Super-enhancers cover stretches of DNA that are 10- to 100-fold longer and about 10-fold less abundant in the genome than typical enhancer regions (Cell, 153:307-19, 2013). They also appear to bind a large percentage of the transcriptional machinery compared to typical enhancers, allowing them to better establish and enforce cell-type specific transcriptional programs (Cell, 153:320-34, 2013).
Super-enhancers are closely associated with genes that dictate cell identity, including those for cell-type–specific master regulatory transcription factors. This observation led to the intriguing hypothesis that cells with a pathologic identity, such as cancer cells, have an altered gene expression program driven by the loss, gain, or altered function of super-enhancers. Sure enough, by mapping the genome-wide location of super-enhancers in several cancer cell lines and from patients’ tumor cells, we and others have demonstrated that genes located near super-enhancers are involved in processes that underlie tumorigenesis, such as cell proliferation, signaling, and apoptosis.
Super-enhancers cover stretches of DNA that are 10- to 100-fold longer and about 10-fold less abundant in the genome than typical enhancer regions.
Genome-wide association studies (GWAS) have found that disease- and trait-associated genetic variants often occur in greater numbers in super-enhancers (compared to typical enhancers) in cell types involved in the disease or trait of interest (Cell, 155:934-47, 2013). For example, an enrichment of fasting glucose–associated single nucleotide polymorphisms (SNPs) was found in the stretch-enhancers of pancreatic islet cells (PNAS, 110:17921-26, 2013). Given that some 90 percent of reported disease-associated SNPs are located in noncoding regions, super-enhancer maps may be extremely valuable in assigning functional significance to GWAS variants and identifying target pathways.
Because only 1 to 2 percent of active genes are physically linked to a super-enhancer, mapping the locations of super-enhancers can be used to pinpoint the small number of genes that may drive the biology of that cell. Differential super-enhancer maps that compare normal cells to diseased cells can be used to unravel the gene-control circuitry and identify new molecular targets, in much the same way that somatic mutations in tumor cells can point to oncogenic drivers in cancer. This approach is especially attractive in diseases for which an incomplete understanding of the pathogenic mechanisms has been a barrier to discovering effective new therapies.
Another therapeutic approach could be to disrupt the formation or function of super-enhancers by interfering with their associated protein components.
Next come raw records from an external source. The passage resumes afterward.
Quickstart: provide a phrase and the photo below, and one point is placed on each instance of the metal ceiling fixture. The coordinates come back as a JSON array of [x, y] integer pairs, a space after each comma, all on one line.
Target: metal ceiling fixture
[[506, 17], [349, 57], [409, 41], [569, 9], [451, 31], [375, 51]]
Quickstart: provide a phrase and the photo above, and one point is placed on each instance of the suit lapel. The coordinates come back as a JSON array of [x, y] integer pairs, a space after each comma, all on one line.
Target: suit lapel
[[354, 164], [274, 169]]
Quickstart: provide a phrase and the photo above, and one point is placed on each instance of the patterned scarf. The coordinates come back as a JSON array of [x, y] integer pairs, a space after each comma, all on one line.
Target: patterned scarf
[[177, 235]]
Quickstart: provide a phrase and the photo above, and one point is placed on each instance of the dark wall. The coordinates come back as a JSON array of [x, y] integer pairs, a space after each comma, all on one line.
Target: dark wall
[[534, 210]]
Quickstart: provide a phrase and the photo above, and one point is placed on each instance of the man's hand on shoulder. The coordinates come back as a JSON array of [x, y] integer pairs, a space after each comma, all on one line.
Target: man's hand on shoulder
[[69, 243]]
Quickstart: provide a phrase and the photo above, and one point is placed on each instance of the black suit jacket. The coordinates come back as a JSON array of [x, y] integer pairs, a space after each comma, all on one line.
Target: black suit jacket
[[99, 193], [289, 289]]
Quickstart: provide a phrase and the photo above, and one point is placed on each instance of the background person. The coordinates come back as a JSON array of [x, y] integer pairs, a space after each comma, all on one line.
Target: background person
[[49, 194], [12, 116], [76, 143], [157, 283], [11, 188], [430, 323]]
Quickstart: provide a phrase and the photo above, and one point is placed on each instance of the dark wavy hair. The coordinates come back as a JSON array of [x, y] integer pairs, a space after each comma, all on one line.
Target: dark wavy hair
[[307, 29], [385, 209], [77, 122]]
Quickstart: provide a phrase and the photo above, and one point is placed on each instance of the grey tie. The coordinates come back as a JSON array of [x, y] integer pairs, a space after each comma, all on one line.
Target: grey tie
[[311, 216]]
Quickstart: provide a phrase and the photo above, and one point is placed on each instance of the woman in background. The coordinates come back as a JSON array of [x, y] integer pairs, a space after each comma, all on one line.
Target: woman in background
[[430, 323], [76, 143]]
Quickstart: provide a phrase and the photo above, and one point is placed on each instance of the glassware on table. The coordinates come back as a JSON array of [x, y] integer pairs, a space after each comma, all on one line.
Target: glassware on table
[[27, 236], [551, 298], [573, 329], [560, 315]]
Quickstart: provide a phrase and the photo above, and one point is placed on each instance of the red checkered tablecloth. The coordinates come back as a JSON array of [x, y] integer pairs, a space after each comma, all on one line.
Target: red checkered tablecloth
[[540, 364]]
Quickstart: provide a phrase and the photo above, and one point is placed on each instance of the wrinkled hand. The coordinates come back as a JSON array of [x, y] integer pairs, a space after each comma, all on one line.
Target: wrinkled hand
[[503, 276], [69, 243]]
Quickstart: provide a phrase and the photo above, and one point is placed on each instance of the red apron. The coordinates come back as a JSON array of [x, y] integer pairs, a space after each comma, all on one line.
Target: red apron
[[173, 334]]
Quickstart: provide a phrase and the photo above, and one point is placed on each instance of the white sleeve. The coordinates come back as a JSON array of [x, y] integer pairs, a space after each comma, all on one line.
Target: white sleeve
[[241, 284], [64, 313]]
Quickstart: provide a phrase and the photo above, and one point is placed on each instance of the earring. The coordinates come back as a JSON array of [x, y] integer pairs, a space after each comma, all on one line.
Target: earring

This strategy could make it possible to downregulate multiple disease-associated genes through a single molecular intervention. A group of Boston-area researchers recently published support for this concept when they described inhibited expression of cancer-specific genes, leading to a decrease in cancer cell growth, by using a small molecule inhibitor to knock down a super-enhancer component called BRD4 (Cancer Cell, 24:777-90, 2013). More recently, another group showed that expression of the RUNX1 transcription factor, involved in a form of T-cell leukemia, can be diminished by treating cells with an inhibitor of a transcriptional kinase that is present at the RUNX1 super-enhancer (Nature, 511:616-20, 2014).
At Syros Pharmaceuticals, these new insights are guiding our approaches for treating acute myeloid leukemia and breast cancer, as well as our development of a transcriptional kinase inhibitor that may be suitable for multiple cancers. As researchers continue to generate super-enhancer maps and provide more insights into how these master regulators work, additional promising disease targets will emerge.
Eric Olson is the chief scientific officer at Syros Pharmaceuticals, a therapeutics company harnessing breakthroughs in gene control to discover and develop drugs to treat cancer and other diseases.